I plan to take my time (its taken me three months to get to this point) making this board so updates will be rather sporatic.
It looks like it’ll do what you want. I love the volume in beers conversion! How big is it in 22oz Sapporos?
Edit: sorry, got distracted thinking about beers. If you’re bending on strips of balsa for rails, the curves are the hardest part. A pointed nose & a tail block might be a lot less frustrating than the double-ender you’ve got here. A square tail will also catch that mush easier & turn easier. And tailblocks are easy to make and look nice too. Or, if you widen the nose a little and make the front 60% less curvy all the way from those hips to the nose, you can add nose blocks and skip the bend up there even with the round nose and you might even be able to noseride it a little…

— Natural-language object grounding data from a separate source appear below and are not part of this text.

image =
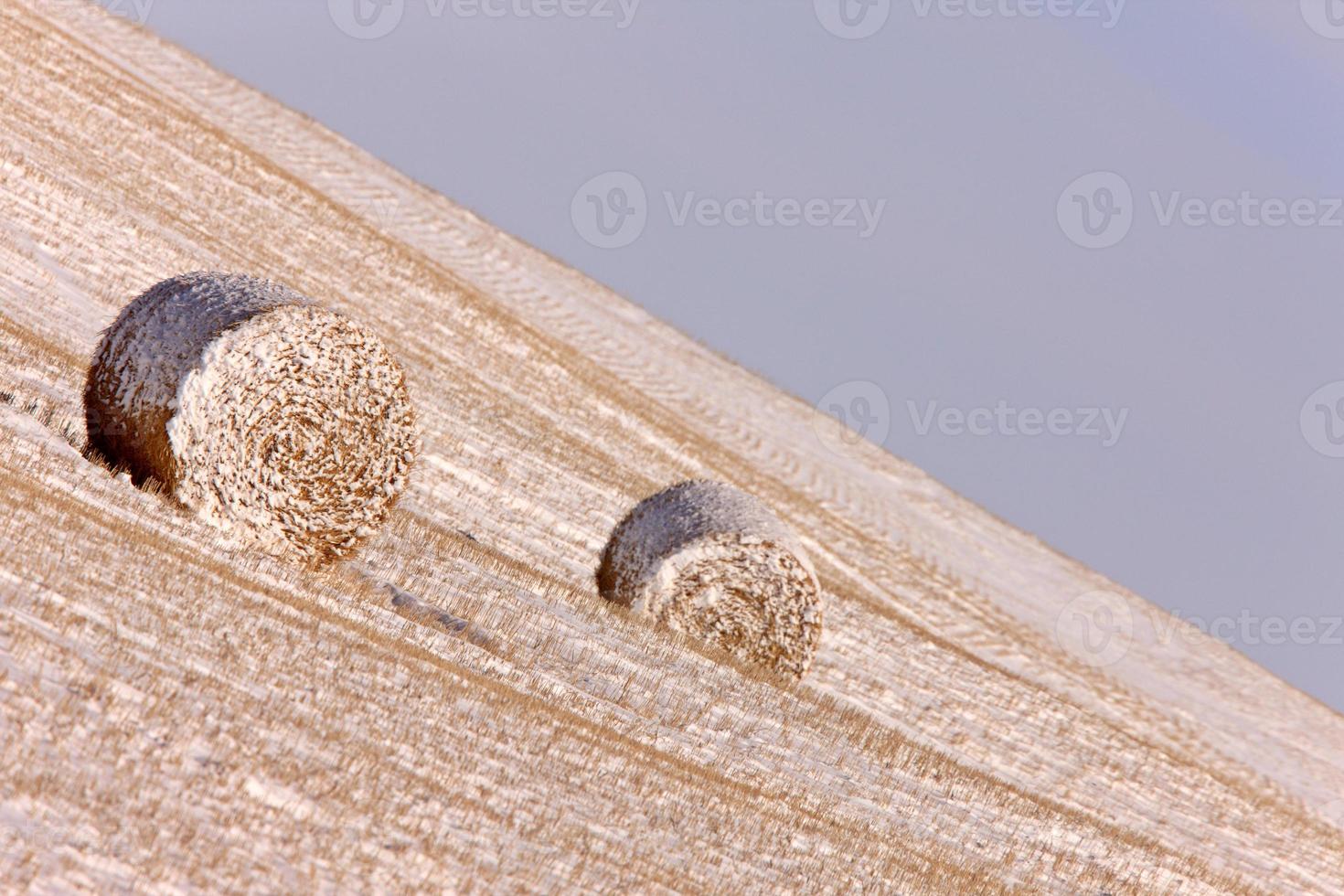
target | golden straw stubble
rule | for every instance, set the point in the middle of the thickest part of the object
(283, 423)
(714, 561)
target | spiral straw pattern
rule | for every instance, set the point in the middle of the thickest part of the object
(717, 563)
(281, 422)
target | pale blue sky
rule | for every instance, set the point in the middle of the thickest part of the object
(1212, 503)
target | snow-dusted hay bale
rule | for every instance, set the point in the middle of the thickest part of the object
(281, 422)
(714, 561)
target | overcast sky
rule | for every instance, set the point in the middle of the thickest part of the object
(1115, 223)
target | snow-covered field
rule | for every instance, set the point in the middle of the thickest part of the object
(179, 715)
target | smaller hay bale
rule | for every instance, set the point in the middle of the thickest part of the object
(285, 425)
(714, 561)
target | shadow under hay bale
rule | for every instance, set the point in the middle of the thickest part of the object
(714, 561)
(283, 423)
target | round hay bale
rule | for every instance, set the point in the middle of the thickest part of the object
(281, 422)
(714, 561)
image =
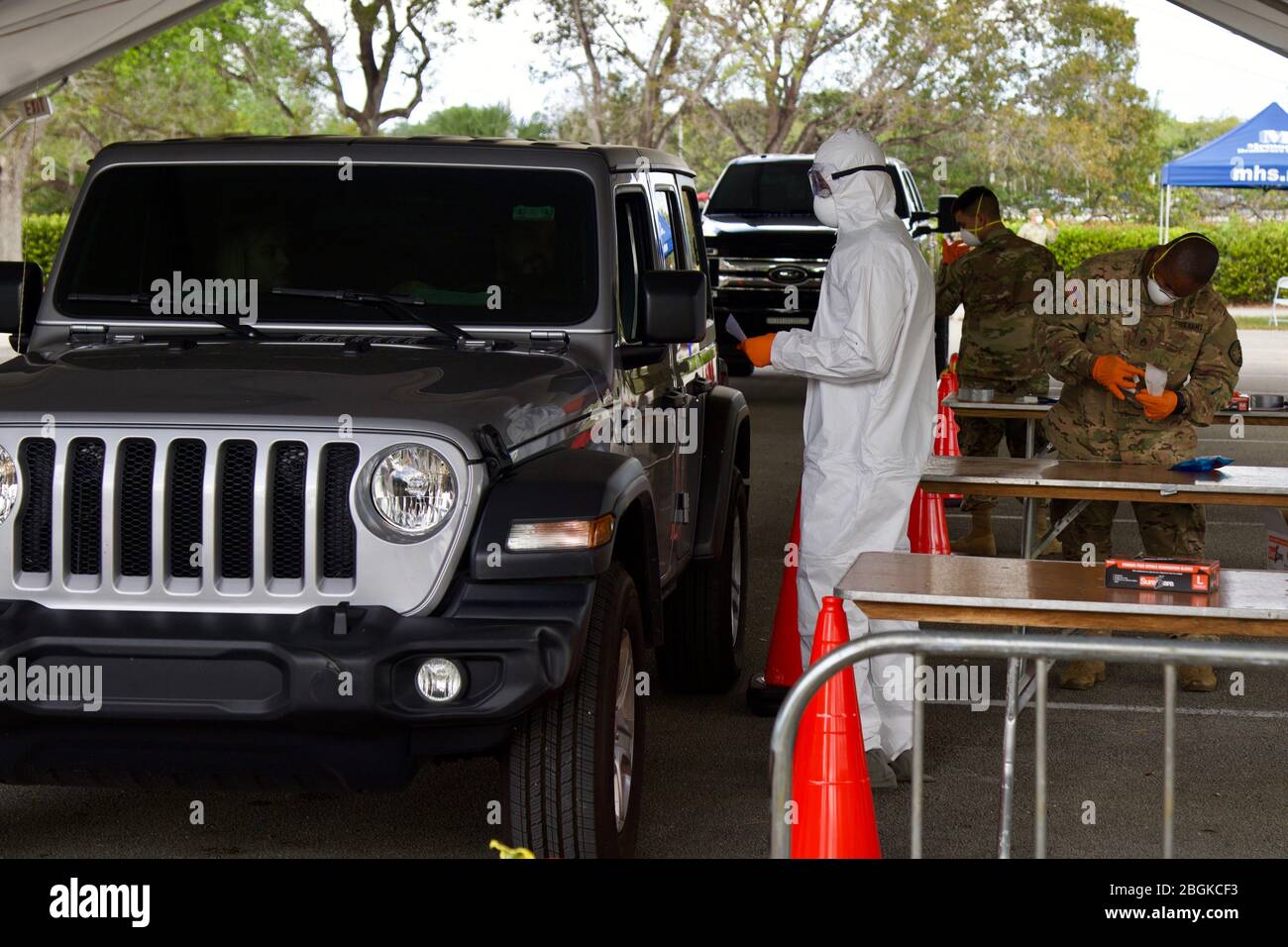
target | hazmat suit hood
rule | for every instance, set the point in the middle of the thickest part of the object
(862, 198)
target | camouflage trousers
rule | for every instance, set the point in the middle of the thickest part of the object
(980, 437)
(1170, 530)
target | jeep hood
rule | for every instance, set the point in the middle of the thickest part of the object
(266, 384)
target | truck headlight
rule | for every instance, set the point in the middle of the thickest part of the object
(413, 489)
(8, 484)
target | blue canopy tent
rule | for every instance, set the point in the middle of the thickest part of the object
(1252, 155)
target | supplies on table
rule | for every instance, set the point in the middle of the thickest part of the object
(1155, 574)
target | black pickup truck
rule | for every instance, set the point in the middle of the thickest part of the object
(767, 249)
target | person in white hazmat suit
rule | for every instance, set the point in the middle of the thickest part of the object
(870, 412)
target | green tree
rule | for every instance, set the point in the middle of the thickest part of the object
(230, 69)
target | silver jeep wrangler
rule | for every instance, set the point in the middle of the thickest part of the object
(335, 455)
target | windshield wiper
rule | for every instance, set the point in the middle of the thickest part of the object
(232, 325)
(399, 305)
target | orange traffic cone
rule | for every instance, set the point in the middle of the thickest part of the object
(829, 774)
(784, 667)
(945, 423)
(927, 525)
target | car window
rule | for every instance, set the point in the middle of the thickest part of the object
(465, 241)
(668, 235)
(695, 250)
(631, 260)
(764, 187)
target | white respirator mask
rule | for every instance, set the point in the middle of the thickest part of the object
(824, 209)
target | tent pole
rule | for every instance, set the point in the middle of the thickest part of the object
(1167, 219)
(1160, 191)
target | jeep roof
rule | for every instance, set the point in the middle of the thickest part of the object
(618, 158)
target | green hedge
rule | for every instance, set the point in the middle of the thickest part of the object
(1252, 256)
(40, 236)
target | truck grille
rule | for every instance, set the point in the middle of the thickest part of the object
(140, 510)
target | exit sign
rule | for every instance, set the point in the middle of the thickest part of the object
(38, 107)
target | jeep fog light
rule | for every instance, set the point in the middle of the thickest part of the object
(8, 484)
(561, 535)
(439, 681)
(413, 489)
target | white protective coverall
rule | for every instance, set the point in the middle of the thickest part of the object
(870, 411)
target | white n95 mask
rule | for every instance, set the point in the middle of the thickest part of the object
(824, 209)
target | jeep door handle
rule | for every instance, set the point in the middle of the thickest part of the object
(673, 397)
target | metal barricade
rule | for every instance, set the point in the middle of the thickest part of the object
(1042, 650)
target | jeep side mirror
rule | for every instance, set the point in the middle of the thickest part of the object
(673, 305)
(21, 286)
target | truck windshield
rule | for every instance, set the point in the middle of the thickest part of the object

I was planning on adding nose and tail blocks. I agreee, they look really good and I’ll take anything that makes bending the rails easier. I just cut out the template in paper to see what it looked like, Its narrower than I expected (who said pictures don’t lie). Thanks, I definately need help in the design department.
I found it was a lot easier to hold the rail pieces in place with the noseblock already on. So I made the nose block as wide as the rails would be after they were fully built. And, the way the ends of the block pieces make an angle to the rail rather than a square joint helps hold them in too. Then you just trim the end of your balsa rail pieces to an angle that fits right in there under the block. You don’t need to get crazy for that triming, either, a utility knife is fine.
Thats a good tip on applying the blocks first. What did you make your blocks out of? Did you attatch them with epoxy? The peer pressure (you. Oneula, Bert) is causing me to rethink preforming the rails. I layed my template on top of my current boards and somehow it made the template look a lot better.
The blocks were just whatever scrap wood was near the saw. I think they were bass & mangeris. Whatever you use, make sure they’re all hard or all soft. If you mix hard & soft, when you’re shaping & sanding the soft ones will go away faster & your block will end up scalloped. Bass looks just like balsa & is pretty light but is much harder. You can also mix balsa & redwood or cedar without much penalty.
An eigth foot long board thats 3" thich…I would feel too “high” up riding and like theres too much board even if it was only for small stuff that you wouldn’t duck dive. If you’ve surfed for awhile you prob know what u want though, jsut my two cents
I did think about thinning it out, but I wanted the paddle power. I normally surf a 9 footer and I like catching waves early. On a side note, I have changed the outline shape a bit. There was something ab out the shape that just didn’t look right.